Rule #26, which had a public hearing last week, falsely equates the cost of operating an emergency shelter with the operating expenses of a zero-bedroom efficiency apartment. As you can imagine, these are vastly different facilities with very different expenses. An emergency shelter costs far more to run, due to the lease of a facility, all-inclusive utilities, contractual services, facility maintenance, janitorial supplies and laundry services for bedding. These costs are in addition to the salaries for professional staff who help people in shelters achieve stability and move forward in their lives.
If approved, Rule #26 would cause a substantial loss in anticipated shelter revenue and exacerbate the financial challenges of emergency shelter providers throughout the state. The city of Portland alone would lose $4.4 million in reimbursement annually, threatening the availability of shelter and undermining the city’s recent shelter expansion, which ensures dozens of people can sleep indoors instead of on sidewalks and in doorways each night.
Unsheltered homelessness and the growth of tent encampments in Maine started with former Governor Paul LePage’s 2014 attack on the safety net system for poor and homeless Mainers. That year, LePage shifted more of the financial burden of General Assistance implementation onto cities and towns by reducing state reimbursement from 90% to 70%. Before this GA policy change, Maine was proud to be among the states with the least number of unsheltered individuals in the nation, and seeing someone sleep outside in Portland was rare.

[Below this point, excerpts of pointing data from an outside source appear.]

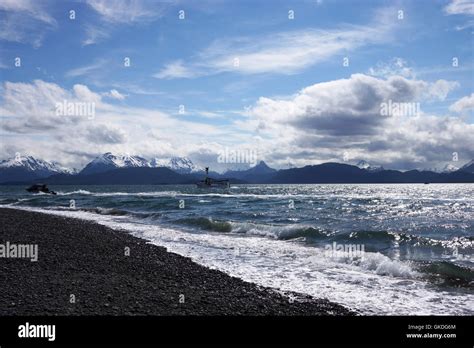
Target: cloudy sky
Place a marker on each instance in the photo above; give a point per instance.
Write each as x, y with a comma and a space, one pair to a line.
298, 82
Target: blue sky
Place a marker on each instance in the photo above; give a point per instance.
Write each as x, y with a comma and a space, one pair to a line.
261, 75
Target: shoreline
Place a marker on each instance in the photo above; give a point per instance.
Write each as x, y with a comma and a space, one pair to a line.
83, 269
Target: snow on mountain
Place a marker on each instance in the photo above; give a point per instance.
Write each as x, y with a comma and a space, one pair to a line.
109, 161
367, 166
468, 167
449, 168
181, 165
21, 168
32, 164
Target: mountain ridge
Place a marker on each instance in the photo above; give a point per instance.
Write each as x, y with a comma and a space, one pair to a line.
135, 169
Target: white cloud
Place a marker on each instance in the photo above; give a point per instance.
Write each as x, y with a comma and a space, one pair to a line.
128, 11
284, 52
114, 94
396, 66
31, 125
84, 70
324, 121
25, 21
464, 104
175, 69
95, 34
441, 88
456, 7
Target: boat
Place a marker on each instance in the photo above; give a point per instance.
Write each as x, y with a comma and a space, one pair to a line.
213, 183
37, 188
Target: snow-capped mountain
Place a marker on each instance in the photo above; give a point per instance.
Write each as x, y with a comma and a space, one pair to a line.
448, 168
468, 167
367, 166
181, 165
20, 168
109, 161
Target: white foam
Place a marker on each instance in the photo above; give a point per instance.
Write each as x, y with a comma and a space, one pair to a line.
375, 285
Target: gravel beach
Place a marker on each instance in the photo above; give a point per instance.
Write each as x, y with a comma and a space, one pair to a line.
83, 269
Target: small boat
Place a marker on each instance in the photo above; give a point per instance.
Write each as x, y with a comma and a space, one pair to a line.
37, 188
213, 183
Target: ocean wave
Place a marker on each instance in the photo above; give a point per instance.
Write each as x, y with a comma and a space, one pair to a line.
383, 265
448, 273
207, 224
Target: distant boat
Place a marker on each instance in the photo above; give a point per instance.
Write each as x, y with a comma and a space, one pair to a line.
213, 183
37, 188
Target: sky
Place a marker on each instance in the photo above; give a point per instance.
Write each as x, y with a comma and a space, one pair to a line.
293, 83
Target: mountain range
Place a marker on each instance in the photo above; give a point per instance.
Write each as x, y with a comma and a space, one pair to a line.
125, 169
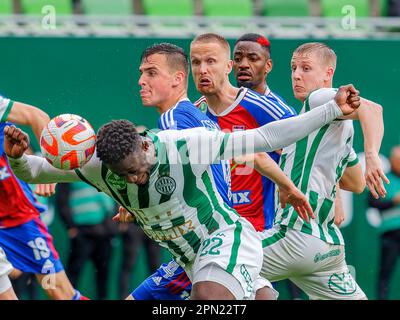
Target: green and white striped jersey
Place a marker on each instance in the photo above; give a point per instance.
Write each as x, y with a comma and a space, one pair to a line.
315, 164
180, 205
5, 107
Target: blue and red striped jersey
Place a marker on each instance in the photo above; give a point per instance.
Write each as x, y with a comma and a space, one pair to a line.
17, 201
252, 193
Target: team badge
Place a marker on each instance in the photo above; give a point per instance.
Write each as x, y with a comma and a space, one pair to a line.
165, 185
116, 181
238, 128
203, 106
342, 283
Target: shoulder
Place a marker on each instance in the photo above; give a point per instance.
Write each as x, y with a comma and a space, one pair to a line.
271, 105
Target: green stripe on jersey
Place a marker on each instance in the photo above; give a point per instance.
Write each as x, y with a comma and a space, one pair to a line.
143, 195
223, 144
298, 163
6, 113
353, 163
205, 177
164, 170
235, 247
122, 192
332, 232
323, 213
306, 227
311, 156
193, 240
194, 197
275, 237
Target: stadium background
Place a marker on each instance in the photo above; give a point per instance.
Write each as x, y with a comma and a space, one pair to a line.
96, 77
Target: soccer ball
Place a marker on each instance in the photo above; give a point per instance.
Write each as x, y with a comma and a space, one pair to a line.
68, 141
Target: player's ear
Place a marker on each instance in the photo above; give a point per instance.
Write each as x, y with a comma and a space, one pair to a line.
329, 74
229, 66
179, 77
268, 66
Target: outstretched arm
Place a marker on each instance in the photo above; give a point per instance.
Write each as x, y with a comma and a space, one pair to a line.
31, 169
288, 192
27, 115
370, 116
282, 133
353, 179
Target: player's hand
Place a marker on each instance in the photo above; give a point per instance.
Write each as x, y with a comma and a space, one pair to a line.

We are acutely aware of the high cost of addressing homelessness and the financial burden of Maine’s GA mandate on the state, local municipalities and nonprofit organizations. However, to withdraw support for emergency shelters to such a degree, with no meaningful warning and no legislative review, would not only conflict with state statute, but would jeopardize our and others’ ability to serve Mainers who have nowhere else to turn.
The city of Portland and Preble Street have been longtime, dedicated partners in serving Mainers experiencing homelessness and remain committed to these services. Together, we each operate three emergency shelters within city limits and, collectively, have the capacity to shelter more than 600 people each night, providing nearly 243,000 bed nights each year.
To ensure that the city of Portland and Preble Street can continue to keep 600 unhoused people warm and sheltered each night, we urge Maine’s Department of Health and Human Services to either reject Rule #26 outright or, in acknowledgement of its substantial financial impact, seek the Legislature’s review and approval as part of the major substantive rule-making process.
GA changes need to support shelters, not harm them. The impacts of Rule #26 would be detrimental to shelter providers in Maine at a time when unsheltered homelessness is a statewide crisis.